In comparing gene and protein, we are restricted to dealing with the sequence of DNA stretching between the points corresponding to the ends of the protein. However, a gene is not directly translated into protein, but is expressed via the production of a messenger RNA (abbreviated to mRNA), a nucleic acid intermediate actually used to synthesize a protein (as we see in detail in 5 Messenger RNA).
Messenger RNA is synthesized by the same process of complementary base pairing used to replicate DNA, with the important difference that it corresponds to only one strand of the DNA double helix. Figure 1.36 shows that the sequence of messenger RNA is complementary with the sequence of one strand of DNA and is identical (apart from the replacement of T with U) with the other strand of DNA. The convention for writing DNA sequences is that the top strand runs 5→3, with the sequence that is the same as RNA.
The process by which a gene gives rise to a protein is called gene expression. In bacteria, it consists of two stages. The first stage is transcription, when an mRNA copy of one strand of the DNA is produced. The second stage is translation of the mRNA into protein. This is the process by which the sequence of an mRNA is read in triplets to give the series of amino acids that make the corresponding protein.
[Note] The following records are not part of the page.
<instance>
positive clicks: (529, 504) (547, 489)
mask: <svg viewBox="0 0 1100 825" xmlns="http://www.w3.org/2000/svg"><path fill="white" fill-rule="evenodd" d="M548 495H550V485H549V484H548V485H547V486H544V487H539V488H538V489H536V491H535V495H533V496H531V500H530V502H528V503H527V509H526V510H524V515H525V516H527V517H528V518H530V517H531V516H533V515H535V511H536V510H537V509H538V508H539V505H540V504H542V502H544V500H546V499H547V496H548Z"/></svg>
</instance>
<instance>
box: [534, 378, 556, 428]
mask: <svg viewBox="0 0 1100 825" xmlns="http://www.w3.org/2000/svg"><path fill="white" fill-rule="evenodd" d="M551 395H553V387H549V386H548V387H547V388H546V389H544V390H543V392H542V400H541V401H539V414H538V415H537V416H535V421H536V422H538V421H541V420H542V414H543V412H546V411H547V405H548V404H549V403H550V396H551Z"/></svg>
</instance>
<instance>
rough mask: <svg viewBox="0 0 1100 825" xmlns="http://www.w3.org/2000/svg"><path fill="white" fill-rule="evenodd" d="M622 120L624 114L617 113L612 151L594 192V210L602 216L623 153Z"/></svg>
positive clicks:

A messenger RNA includes a sequence of nucleotides that corresponds with the sequence of amino acids in the protein. This part of the nucleic acid is called the coding region. But the messenger RNA includes additional sequences on either end; these sequences do not directly represent protein. The 5 nontranslated region is called the leader, and the 3 nontranslated region is called the trailer.
The gene includes the entire sequence represented in messenger RNA. Sometimes mutations impeding gene function are found in the additional, noncoding regions, confirming the view that these comprise a legitimate part of the genetic unit.
Figure 1.37 illustrates this situation, in which the gene is considered to comprise a continuous stretch of DNA, needed to produce a particular protein. It includes the sequence coding for that protein, but also includes sequences on either side of the coding region.
A bacterium consists of only a single compartment, so transcription and translation occur in the same place, as illustrated in Figure 1.38.
In eukaryotes transcription occurs in the nucleus, but the RNA product must be transported to the cytoplasm in order to be translated. For the simplest eukaryotic genes (just like in bacteria) the transcript RNA is in fact the mRNA. But for more complex genes, the immediate transcript of the gene is a pre-mRNA that requires processing to generate the mature mRNA. The basic stages of gene expression in a eukaryote are outlined in Figure 1.39. This results in a spatial separation between transcription (in the nucleus) and translation (in the cytoplasm).
The most important stage in processing is RNA splicing. Many genes in eukaryotes (and a majority in higher eukaryotes) contain internal regions that do not code for protein. The process of splicing removes these regions from the pre-mRNA to generate an RNA that has a continuous open reading frame (see Figure 2.1). Other processing events that occur at this stage involve the modification of the 5 and 3 ends of the pre-mRNA (see Figure 5.16).
Translation is accomplished by a complex apparatus that includes both protein and RNA components. The actual "machine" that undertakes the process is the ribosome, a large complex that includes some large RNAs (ribosomal RNAs, abbreviated to rRNAs) and many small proteins. The process of recognizing which amino acid corresponds to a particular nucleotide triplet requires an intermediate transfer RNA (abbreviated to tRNA); there is at least one tRNA species for every amino acid. Many ancillary proteins are involved. We describe translation in 5 Messenger RNA, but note for now that the ribosomes are the large structures in Figure 1.38 that move along the mRNA.
The important point to note at this stage is that the process of gene expression involves RNA not only as the essential substrate, but also in providing components of the apparatus. The rRNA and tRNA components are coded by genes and are generated by the process of transcription (just like mRNA, except that there is no subsequent stage of translation).